As you've noted if $g^5=e$ for some $g\in G$ then $x^5=e$ for any $x\in R_g=\{g,g^2,g^3,g^4\}$ and these sets are either equal or disjoint, and $|R_g|=4$ if $g\neq e$. And so if $k$ is the number of nontrivial solutions to $x^5=e$ and $k<\infty$ then indeed $4$ divides $k$. Note that I didn't assume that $G$ is finite, only that $k$ is. Also note that this can be generalized to any prime number: for any prime $p$ the number of (nontrivial) solutions to $x^p=e$ is divisible by $p-1$ if finite. For non-primes this doesn't hold since different $R_g$ sets need not be disjoint (and so they don't partition all solutions) and need not be of equal size.

Now if $\mathcal{K}$ is any infinite cardinal number then I will show that there is a group $G$ having exactly $\mathcal{K}$ solutions to $x^5=e$, assuming the Axiom of Choice. And so your conclusion "there is $\aleph_0+\aleph_0+\aleph_0+\aleph_0$ solutions" is incorrect (even though $\aleph_0=2\aleph_0$ which is not really relevant).

Let $G$ be the infinite direct sum $\bigoplus_{\mathcal{K}}\mathbb{Z}_5$, which has exactly $\mathcal{K}$ elements by the AoC. And so $G$ has at most $\mathcal{K}$ solutions to $x^5=e$.

On the other hand $G$ has at least $\mathcal{K}$ solutions to $x^5=e$, namely for a fixed $i\in \mathcal{K}$ (here I treat $\mathcal{K}$ as a set of size $\mathcal{K}$) we have

$$f_i:\mathcal{K}\to\mathbb{Z}_5$$ $$f_i(x)=\begin{cases}1 &\text{if }x=i \\ 0 &\text{otherwise} \end{cases}$$

which is a solution and $f_i=f_j$ if and only if $i=j$. And so there are at least $\mathcal{K}$ solutions to $x^5=e$.

All in all $G$ has exactly $\mathcal{K}$ solutions to $x^5=e$.

Finally note that an infinite group $G$ can have any (valid) finite number of solutions to $x^5=e$ as well. For example if $G$ is finite with $k<\infty$ solutions then $G\times\mathbb{Z}$ is infinite with $k$ solutions.

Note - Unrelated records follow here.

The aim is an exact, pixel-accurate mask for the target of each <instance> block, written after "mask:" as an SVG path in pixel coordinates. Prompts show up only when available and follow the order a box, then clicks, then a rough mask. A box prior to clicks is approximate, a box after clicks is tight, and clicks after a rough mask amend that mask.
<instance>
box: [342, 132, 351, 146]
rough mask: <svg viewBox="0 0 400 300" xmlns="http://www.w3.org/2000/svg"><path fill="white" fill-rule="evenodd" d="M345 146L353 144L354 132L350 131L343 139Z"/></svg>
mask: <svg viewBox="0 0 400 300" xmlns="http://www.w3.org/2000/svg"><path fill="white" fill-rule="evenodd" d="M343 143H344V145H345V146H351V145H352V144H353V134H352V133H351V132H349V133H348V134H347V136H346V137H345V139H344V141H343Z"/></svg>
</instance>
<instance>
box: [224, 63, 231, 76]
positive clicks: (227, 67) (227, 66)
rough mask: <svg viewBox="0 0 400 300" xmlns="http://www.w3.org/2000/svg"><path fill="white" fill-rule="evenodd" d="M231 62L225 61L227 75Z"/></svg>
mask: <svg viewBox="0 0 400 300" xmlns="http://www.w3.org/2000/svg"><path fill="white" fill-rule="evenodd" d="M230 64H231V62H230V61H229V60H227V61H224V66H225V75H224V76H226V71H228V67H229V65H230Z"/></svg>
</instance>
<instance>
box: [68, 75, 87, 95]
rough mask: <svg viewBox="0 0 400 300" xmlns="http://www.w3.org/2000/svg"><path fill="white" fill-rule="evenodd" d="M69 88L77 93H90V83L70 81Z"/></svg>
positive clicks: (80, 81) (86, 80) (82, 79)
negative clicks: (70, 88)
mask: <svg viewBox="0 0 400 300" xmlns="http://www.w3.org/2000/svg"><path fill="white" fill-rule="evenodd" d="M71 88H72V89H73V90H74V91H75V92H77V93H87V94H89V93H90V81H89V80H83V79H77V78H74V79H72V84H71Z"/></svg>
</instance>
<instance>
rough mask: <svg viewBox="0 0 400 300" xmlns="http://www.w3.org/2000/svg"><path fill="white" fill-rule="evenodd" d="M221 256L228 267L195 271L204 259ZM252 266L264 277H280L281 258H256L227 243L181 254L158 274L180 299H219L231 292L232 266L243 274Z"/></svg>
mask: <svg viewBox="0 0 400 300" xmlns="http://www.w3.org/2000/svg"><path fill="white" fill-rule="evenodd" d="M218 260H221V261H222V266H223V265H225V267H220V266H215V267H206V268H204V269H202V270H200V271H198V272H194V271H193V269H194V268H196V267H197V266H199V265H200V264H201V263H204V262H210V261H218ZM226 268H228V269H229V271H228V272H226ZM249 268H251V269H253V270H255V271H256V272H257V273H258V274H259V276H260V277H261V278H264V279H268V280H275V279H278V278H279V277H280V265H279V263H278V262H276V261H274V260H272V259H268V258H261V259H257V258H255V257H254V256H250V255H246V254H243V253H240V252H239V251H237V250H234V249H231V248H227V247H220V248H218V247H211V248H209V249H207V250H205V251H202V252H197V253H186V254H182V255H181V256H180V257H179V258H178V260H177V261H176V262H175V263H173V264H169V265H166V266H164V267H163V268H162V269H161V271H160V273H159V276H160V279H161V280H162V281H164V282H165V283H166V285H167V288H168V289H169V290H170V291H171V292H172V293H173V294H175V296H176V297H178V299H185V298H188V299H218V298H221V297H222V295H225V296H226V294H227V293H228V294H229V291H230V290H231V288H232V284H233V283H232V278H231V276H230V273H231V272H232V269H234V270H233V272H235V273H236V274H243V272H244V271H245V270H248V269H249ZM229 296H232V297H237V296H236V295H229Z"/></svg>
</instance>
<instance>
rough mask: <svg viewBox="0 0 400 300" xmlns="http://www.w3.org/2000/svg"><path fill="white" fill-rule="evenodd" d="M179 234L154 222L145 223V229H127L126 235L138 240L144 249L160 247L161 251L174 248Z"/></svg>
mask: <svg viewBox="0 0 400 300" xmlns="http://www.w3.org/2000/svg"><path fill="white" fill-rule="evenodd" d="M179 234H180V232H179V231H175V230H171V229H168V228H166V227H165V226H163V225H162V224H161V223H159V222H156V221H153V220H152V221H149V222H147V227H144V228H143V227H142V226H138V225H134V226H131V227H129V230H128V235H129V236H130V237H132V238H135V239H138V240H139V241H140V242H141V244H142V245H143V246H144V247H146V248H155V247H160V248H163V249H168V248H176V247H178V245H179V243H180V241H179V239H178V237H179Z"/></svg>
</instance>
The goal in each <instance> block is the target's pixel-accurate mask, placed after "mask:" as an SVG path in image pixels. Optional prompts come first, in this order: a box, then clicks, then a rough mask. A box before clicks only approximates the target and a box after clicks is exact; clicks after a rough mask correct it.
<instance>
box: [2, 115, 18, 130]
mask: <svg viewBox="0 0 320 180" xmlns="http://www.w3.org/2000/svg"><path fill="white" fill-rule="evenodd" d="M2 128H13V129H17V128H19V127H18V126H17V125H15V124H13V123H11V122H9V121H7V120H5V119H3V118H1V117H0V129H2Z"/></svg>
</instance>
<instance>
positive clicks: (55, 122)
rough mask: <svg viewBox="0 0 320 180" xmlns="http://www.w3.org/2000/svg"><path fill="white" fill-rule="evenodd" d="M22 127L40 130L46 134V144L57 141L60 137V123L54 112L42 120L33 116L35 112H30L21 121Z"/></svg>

//Edit: As @bof noticed the Axiom of Choice is not needed for $2^{\aleph_0}$ case since the group of rotations of a two-dimensional sphere has $2^{\aleph_0}$ elements of order $5$ (or any other order $\geq 2$). These are rotations around different lines in $\mathbb{R}^3$ going through the origin.

Answer 2

Both are correct, because $\aleph_0 = 2\aleph_0$

For example, $|\mathbb{N}|=\aleph_0$ and $|\mathbb{Z}| = \aleph_0$ as well. I think this illustrates why that is true.

Answer 3

Function $f\colon\mathbb N\sqcup \mathbb N \to \mathbb N$ defined by $f(n,i) = 2n + i$ is a bijection and thus $\aleph_0+\aleph_0 = |\mathbb N\sqcup \mathbb N| = |\mathbb N| = \aleph_0.$

Answer 4

By Hessenberg theorem $\kappa\cdot\kappa=\kappa$, for $\kappa$ infinite cardinal This implies $\kappa\leq 2\kappa=\kappa+\kappa\leq \kappa\cdot\kappa=\kappa$. So, $\kappa=2\kappa=\kappa+\kappa=\kappa\cdot\kappa$

So in particular $\aleph_0=\aleph_0+\aleph_0=2\aleph_0$. So I guess the answer to your question is both.